While Conservative politicians in France and the UK may inherit or acquire country houses and other bourgeois comforts without fear of voters' censure, their German counterparts usually take great pains to model their material lifestyle closely on that of 'Joe Public'.

Yet, in another sign of his disregard for such conventions, Bangemann has acquired a comfortable if unspectacular country retreat in western France, promptly described as a many-roomed château by the less-than-benevolent press.

Germany's Chancellor Helmut Kohl, to whose support Bangemann owes his current and last term as a Commission member, has been known to quip pointedly about senior Brussels officials preferring to relax under foreign skies rather than sell Europe to Germany's increasingly sceptical citizens.

All this has cast a shadow over a man genuinely committed to integrating Europe politically and strengthening its industry's ability to compete in the global market.

Bangemann, who has become one of the institution's veterans since he joined the Commission in 1989, is one of the few Commissioners to have come to Brussels with long-established European credentials.

As Germany's Liberal Party's top-of-the-list candidate in the first direct elections to the European Parliament in 1979, Bangemann played a key role in the assembly's early years, welding together the Liberal Group over which he was chosen to preside, into an effective political force.

As is true for many German politicians of his generation, Bangemann, who was born the son of a locksmith in eastern Germany's province of Sachsen-Anhalt but grew up after 1945 in eastern Frisonia close to the Dutch border, draws his strong pro-European convictions from his direct childhood experiences of the chaos and the horrors of the Second World War.
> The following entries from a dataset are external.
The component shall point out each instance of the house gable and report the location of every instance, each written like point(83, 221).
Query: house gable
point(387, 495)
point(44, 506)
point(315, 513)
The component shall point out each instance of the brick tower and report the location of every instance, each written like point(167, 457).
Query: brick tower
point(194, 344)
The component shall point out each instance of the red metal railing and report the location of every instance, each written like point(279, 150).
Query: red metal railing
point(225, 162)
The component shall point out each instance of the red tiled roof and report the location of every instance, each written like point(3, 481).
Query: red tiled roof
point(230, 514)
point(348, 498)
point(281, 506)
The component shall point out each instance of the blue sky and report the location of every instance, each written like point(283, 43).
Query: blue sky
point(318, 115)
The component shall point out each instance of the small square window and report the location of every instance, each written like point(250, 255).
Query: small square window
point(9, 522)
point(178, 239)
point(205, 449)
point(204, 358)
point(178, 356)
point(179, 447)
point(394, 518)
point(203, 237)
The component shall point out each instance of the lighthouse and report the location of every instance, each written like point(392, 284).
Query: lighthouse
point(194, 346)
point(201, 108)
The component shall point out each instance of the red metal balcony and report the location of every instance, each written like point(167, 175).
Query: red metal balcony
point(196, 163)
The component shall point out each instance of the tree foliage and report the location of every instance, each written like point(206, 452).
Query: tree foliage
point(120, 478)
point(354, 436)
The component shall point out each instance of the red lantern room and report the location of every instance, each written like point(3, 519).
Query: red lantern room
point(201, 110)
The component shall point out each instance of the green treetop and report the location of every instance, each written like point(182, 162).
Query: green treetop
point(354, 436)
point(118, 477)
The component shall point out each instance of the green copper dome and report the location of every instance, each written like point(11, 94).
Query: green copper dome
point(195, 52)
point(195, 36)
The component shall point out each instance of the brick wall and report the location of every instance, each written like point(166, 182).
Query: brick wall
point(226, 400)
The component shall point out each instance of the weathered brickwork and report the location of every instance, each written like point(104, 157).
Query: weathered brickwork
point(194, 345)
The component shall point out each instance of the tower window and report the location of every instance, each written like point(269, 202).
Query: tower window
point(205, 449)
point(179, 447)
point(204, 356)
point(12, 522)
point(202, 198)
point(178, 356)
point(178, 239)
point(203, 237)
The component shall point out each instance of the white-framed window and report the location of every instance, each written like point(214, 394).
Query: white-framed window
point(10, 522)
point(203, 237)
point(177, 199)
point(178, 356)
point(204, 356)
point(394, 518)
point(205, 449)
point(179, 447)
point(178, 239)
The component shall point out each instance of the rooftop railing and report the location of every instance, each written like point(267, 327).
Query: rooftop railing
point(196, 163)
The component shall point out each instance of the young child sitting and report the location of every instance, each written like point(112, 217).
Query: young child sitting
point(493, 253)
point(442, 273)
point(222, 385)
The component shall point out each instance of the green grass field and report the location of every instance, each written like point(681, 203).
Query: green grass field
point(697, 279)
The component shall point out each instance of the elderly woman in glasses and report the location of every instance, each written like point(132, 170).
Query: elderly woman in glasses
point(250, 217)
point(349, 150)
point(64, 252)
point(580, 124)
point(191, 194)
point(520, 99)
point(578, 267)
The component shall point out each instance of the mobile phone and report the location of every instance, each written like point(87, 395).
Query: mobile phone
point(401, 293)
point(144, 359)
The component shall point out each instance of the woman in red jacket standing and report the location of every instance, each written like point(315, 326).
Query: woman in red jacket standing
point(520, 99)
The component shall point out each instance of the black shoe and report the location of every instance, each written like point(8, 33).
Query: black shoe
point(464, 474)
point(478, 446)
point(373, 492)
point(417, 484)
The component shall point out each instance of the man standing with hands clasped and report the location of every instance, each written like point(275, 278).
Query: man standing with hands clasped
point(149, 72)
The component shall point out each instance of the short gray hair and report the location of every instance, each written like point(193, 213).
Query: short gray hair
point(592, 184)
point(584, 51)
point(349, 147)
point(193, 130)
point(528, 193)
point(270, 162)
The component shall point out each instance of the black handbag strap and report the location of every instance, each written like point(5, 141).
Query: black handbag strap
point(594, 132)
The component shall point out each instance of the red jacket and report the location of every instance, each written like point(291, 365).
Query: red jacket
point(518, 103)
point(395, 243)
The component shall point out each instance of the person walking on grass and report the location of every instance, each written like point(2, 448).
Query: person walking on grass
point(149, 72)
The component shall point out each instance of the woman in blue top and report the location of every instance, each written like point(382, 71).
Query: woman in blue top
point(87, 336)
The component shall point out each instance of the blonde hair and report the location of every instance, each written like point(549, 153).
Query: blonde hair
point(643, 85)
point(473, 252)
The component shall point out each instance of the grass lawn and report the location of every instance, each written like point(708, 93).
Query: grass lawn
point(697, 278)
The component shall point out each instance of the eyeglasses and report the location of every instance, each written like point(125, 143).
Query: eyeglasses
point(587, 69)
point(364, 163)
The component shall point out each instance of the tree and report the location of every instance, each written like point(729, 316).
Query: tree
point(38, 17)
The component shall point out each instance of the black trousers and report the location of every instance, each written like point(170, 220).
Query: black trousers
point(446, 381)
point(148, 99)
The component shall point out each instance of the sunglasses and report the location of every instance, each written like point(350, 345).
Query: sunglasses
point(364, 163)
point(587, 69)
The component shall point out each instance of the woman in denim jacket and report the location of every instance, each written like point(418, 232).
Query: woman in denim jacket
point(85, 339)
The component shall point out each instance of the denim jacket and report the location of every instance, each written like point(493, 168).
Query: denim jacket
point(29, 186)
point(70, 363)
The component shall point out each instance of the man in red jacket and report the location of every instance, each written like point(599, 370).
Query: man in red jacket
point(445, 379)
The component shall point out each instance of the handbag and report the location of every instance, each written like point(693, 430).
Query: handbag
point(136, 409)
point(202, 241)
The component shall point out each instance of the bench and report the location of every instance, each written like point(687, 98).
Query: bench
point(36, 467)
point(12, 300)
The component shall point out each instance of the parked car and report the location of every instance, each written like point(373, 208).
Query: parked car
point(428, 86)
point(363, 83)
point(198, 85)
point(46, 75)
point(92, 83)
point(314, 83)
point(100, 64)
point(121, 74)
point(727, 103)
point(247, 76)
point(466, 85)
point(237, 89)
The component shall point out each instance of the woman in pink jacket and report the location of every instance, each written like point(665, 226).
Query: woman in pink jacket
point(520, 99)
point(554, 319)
In November 1992, his pronouncement that the Maastricht Treaty was an important step on the road to a federal European state - made just before a key UK parliament vote on the subject - drew an angry rebuke from the British government.

Yet this did not deter the Commissioner from coming up with a repeat performance in May 1993.
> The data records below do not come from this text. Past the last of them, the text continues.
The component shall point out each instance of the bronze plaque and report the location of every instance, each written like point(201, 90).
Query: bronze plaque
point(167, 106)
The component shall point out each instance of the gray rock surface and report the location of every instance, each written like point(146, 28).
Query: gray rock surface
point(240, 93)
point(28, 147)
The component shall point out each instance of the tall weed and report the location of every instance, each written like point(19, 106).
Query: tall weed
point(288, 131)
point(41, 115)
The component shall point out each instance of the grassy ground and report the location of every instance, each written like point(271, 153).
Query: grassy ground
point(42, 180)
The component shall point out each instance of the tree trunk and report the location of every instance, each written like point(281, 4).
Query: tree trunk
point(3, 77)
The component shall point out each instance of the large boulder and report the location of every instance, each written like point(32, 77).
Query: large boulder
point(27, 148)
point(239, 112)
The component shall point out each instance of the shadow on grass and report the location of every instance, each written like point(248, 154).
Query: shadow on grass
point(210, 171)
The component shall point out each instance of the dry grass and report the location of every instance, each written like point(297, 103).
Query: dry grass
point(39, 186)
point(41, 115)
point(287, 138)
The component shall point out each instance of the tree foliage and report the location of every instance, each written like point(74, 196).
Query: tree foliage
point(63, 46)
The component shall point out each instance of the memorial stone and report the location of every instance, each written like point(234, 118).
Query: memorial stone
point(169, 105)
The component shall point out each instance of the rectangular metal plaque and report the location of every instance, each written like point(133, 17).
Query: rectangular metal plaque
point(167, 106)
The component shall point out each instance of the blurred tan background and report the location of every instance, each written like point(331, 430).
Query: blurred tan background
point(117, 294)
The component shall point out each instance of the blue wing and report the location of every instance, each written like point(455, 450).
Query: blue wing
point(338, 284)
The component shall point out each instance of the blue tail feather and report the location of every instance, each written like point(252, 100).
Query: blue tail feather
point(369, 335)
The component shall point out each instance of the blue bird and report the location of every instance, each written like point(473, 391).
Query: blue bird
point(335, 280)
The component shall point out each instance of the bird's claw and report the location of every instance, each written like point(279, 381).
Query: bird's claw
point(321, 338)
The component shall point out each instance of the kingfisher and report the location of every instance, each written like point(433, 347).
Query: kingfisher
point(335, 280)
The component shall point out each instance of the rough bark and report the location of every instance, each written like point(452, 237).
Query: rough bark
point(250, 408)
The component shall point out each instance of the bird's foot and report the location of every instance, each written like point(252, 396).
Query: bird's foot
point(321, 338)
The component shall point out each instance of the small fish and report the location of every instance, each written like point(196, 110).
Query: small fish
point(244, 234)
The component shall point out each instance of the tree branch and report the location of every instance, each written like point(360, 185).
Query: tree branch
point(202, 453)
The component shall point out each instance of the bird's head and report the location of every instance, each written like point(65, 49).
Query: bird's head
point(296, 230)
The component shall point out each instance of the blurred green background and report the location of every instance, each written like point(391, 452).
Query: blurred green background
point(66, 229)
In an interview with the Wall Street Journal, Bangemann reiterated his remark shortly before Denmark's highly sensitive referendum on the treaty, sowing dismay and anger in the anxious ranks of the Danish cabinet.

In his last years at the helm of the Commission's powerful industry directorate-general, Bangemann, who was instrumental in shaping the single market during his first term as a Commissioner, has focused much of his energy on raising public and political awareness of the challenge of the information society.

The Commissioner has become an apostle of the electronic revolution and is one of the driving forces behind countless conferences dealing with the subject.

Ever the moderniser, Bangemann is spending the last years of his political life as a passionate advocate of technological change.

The round-the-world tour which the keen sailor and former champion oarsman had mapped out for his retirement, originally planned for 1993, will have to wait until the new millenium.